On Mar 31, 2019, at 3:17 PM, Linus Torvalds [off-list ref] wrote:

quoted

On Sun, Mar 31, 2019 at 2:10 PM Christian Brauner [off-list ref] wrote:

I don't think that we want or can make them equivalent since that would
mean we depend on procfs.

Sure we can.

If /proc is enabled, then you always do that dance YOU ALREADY WROTE
THE CODE FOR to do the stupid ioctl.

And if /procfs isn't enabled, then you don't do that.
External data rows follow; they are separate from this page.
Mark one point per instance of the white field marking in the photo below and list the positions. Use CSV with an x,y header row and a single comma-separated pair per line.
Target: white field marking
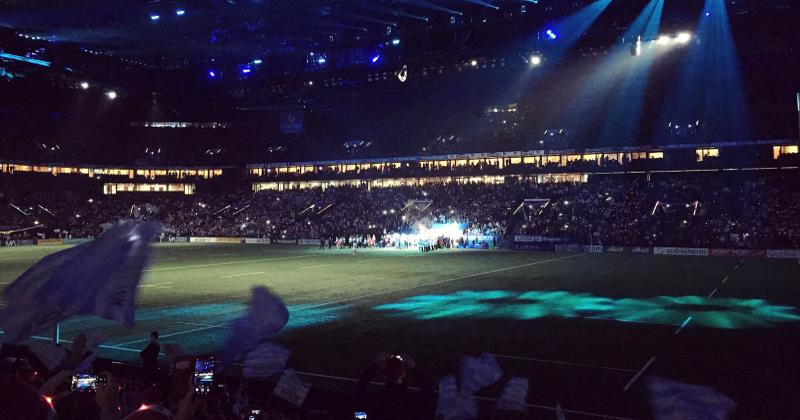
x,y
201,325
103,346
315,266
561,362
162,336
597,318
185,267
164,285
244,274
638,374
685,323
23,258
401,289
203,328
537,406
Ta-daa. Done. No stupid ioctl, and now /proc and pidfd_open() return
the same damn thing.

And guess what? If /proc isn't enabled, then obviously pidfd_open()
gives you the /proc-less thing, but at least there is no crazy "two
different file descriptors for the same thing" situation, because then
the /proc one doesn't exist.

I wish we could do this, and, in a clean design, it would be a no-brainer.  But /proc has too much baggage.  Just to mention two such things, there’s “net” and “../sys”.  This crud is why we have all kinds of crazy rules that prevent programs in sandboxes from making a new mounts and mounting /proc in it.  If we make it possible to clone a new process and this access /proc without having /proc mounted, we’ll open up a big can of worms.

Maybe we could have a sanitized view of /proc and make a pidfd be a directory fd pointing at that.